For all of those 8th graders who think they are entitled to hang out flirt w/ 9th grade guys, and can wheedle themselves into HIGHSCHOOL parties, im sry u r in eighth grade..um soo stop. DONT think we hate you tho

Harmless enough. But then came the commenters. At first there were only high schoolers. But at some point -- it's hard to say exactly when -- the joke turned on them, the tipping point tipped. A Davidson student in early March became the first college person to weigh in on the issue, and then, as word leaked across campuses from NYU to Notre Dame to BC to Skidmore, la deluge:

OMG i h8 it when my 8th grade boi toi is mackin on 7th graderzzzz. That's totally how he got the clap.

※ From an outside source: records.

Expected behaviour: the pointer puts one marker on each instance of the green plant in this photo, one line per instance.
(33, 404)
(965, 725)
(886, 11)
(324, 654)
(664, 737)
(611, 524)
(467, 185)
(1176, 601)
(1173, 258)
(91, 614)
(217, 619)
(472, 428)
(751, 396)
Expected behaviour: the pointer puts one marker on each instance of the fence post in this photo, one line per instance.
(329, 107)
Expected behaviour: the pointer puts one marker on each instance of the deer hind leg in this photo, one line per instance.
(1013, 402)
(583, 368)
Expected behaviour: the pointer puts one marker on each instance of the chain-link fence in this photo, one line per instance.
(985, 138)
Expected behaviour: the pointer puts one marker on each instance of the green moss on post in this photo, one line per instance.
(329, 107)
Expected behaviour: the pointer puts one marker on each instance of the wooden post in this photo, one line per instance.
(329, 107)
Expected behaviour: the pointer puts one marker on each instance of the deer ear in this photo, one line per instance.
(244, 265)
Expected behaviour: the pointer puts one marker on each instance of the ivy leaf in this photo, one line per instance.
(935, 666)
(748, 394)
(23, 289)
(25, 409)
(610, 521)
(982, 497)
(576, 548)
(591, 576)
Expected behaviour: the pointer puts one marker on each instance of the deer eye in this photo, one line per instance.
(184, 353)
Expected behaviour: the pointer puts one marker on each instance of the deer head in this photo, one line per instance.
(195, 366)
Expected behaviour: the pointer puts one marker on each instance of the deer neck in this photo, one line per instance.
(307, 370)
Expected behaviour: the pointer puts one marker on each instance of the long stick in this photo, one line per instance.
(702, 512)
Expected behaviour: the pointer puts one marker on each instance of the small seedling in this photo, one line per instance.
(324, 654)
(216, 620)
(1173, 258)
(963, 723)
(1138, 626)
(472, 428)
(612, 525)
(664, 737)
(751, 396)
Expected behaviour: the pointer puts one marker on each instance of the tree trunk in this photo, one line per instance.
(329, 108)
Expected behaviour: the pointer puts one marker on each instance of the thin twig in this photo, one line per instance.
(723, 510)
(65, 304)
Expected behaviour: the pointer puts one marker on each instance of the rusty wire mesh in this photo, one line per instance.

Yo stop being skeets 8th graders

By early April, the board was getting dozens of comments a day, in pitch-perfect imitations of high-school-speak (that would, incidentally, make Don Imus proud):

baby 8th graderz are lyke so0o0o0o0 much better than you NYU gurlz. that's why i've been hangin around @ PS 144 after micro orgo chem every T and H. so it izn't our fault and it sure as he** iz'nt theirz: itz urs.

who the fuck do the 8th graders think they are? god better back up for i break it off like rihanna.

4 realz dis one 8th grade bitch wuz all up on my man and i wuz like oh no u didnt bitch. shez a ho and my 9th grade boi dont want no 8th grade skank

Well, maybe if these 9th grade girls maintained that fine middle school figure, they wouldn't face so much competition. Really now, who should bear the blame here?

nimble skanky assed 8th grade hos be all up in my grill and im all $TEP OFF BETCH STOP PUTTIN UR CAREBEARS LUNCHBOX NEXT 2 MY JUSTIN TIMBERLAKE BACKPACK

Fo real, hoes jealous of my pokemon collection. If you're in junior high that shit just ain't balla to me.

I lost my fiance to an 8th grade girl. Bitch ruined my life.

I'm so glad someone finally created a facebook group for this problem. I thought I was the only one who cared.

And so on. The group currently has 5,742 members, 900-plus wall posts, and in the photo gallery, there's 8th grade "hoez" "mackin" on 9th graders by the "snak macheeenz." Does this have anything to do with the Ivy League? No. We just wanted you to see it.

Update 4:07 p.m.: Oh no! The group's creator has taken it down! What gives? Doesn't she know that's like spray painting over the Sistine Chapel? Luckily, we saved a copy of the group's front page here. Now that the group is dead, feel free to leave your own rantz in our comments section.